Hairy legs in the winter
I mean really, really hairy to the point where they’d slow you down if you were a swimmer. Hairy to the point that people would think you were stranded on an island for a couple months. Hey, nobody is touching them and it’s legging season. Who cares?
Make fun of it all you want, most women eventually crave to know what all the fuss is about with those sparkly blood-suckers. And most of the movies are available online. Nobody has to know…
Braless until necessary
Particularly when winter comes around, who can really tell if there is a bra under that jacket under that sweater under that camisole? Heck, if the material is thick enough and the fit is right, you can even pull off the bra-less look with a regular t-shirt. You’re just running to the store, right? Nobody is going to say anything about your headlights in the freezer section, right? Okay, maybe this one gets a bit out of control…but it doesn’t make it any less true.
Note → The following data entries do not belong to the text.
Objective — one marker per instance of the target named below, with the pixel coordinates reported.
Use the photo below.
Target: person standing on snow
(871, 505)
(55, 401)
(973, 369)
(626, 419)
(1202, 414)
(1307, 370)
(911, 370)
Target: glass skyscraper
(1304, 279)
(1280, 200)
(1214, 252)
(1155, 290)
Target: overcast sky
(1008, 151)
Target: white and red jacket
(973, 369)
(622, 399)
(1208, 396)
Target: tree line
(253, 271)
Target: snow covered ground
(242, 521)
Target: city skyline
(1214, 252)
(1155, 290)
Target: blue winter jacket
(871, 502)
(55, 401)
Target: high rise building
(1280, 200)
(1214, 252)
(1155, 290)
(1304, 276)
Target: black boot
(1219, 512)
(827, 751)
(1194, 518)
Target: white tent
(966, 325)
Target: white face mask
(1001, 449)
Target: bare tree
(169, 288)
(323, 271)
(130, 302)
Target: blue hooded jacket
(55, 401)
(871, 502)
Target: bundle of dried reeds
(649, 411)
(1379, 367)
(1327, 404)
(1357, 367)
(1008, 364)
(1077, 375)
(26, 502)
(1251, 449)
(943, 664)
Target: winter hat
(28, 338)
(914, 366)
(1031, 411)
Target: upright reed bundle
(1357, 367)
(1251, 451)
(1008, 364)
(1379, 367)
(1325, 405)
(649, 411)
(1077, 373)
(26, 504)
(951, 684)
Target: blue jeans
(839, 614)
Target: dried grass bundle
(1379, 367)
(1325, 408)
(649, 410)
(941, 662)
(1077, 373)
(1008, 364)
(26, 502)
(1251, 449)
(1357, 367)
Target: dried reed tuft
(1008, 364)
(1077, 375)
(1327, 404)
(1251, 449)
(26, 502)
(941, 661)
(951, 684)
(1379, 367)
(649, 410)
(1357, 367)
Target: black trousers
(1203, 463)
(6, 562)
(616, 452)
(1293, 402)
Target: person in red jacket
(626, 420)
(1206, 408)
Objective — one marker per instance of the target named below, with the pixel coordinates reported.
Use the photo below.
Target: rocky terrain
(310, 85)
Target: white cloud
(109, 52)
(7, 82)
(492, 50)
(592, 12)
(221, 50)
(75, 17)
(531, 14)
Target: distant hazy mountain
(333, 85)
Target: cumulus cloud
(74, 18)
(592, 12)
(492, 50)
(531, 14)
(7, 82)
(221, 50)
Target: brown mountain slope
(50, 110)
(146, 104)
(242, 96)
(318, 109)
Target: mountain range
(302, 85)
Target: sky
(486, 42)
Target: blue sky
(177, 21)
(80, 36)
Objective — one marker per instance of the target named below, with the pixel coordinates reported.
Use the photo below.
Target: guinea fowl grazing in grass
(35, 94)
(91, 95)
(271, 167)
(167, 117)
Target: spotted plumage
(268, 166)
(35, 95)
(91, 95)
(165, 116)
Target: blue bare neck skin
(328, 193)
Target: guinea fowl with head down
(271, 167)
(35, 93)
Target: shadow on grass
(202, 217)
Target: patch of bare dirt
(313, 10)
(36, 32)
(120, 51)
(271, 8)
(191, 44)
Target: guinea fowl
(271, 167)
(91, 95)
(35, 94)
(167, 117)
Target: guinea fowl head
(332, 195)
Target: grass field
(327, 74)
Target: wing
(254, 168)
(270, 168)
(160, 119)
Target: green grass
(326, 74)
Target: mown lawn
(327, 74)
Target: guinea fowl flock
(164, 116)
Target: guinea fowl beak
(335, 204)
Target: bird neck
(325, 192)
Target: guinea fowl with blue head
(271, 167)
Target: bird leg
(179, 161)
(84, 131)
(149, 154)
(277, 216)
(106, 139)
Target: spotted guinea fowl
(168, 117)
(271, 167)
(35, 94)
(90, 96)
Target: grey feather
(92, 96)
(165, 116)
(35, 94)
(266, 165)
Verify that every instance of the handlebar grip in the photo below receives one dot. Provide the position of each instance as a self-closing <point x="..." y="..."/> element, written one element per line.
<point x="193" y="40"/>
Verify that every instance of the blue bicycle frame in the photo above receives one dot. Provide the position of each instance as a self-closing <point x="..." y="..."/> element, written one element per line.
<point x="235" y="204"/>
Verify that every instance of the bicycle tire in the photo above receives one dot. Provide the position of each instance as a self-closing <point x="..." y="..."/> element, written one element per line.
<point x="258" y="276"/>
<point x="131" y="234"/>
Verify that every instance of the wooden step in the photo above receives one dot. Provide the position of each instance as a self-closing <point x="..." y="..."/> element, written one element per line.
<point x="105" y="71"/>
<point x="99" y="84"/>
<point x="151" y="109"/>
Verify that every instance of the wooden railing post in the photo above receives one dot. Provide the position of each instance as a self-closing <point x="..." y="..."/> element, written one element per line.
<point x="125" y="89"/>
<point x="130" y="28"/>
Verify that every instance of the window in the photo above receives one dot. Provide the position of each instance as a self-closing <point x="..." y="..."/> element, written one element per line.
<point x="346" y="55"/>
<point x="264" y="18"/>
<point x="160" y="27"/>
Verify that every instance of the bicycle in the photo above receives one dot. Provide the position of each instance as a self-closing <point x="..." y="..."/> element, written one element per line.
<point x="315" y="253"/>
Try on your super slory clothes
The clothes that you could never wear out without your friends denying they know you and somebody accidentally propositioning you—you know you like to see your body in those clothes. Sometimes, a woman just wants to see how her butt looks in an obscenely tight pair of pants, or how her boobs look in a top that plunges to her belly button. We don’t diet and work out to never even see our own figure in slory clothes!
Wear hideous underwear
Underwear that has holes in it, that you’ve had for five years, that have faded period stains on them, that are droopy on the butt, that you have to roll over at the top. When you’re a single girl with nobody seeing you in your underwear, throwing away a perfectly clean pair is just a waste!
Minimize hair washes
Nobody is running their fingers through your hair, or sleeping with their nose close to it. If you find the right balance, greasy hair can just look like shiny hair, and is much more manageable when styling. Cutting hair washes in half can save you a full two hours a week. Two hours you could be spending watching Twilight!
Painting over last night’s makeup
Just brush off the eyeliner crumbles under your eyes and you basically have that smoky-eye, just-had-sex look. Why ruin it by washing off your makeup? Just touch up the mascara, slap on some tinted chap stick and you’re ready for a day out.
Look at people that got fat on Facebook
Humans are inherently curious creatures. We love to know how others are doing. More importantly, how they compare to us. Admit it: you like to look up the old high school classmates you heard put on a lot of weight, or got a bad nose job.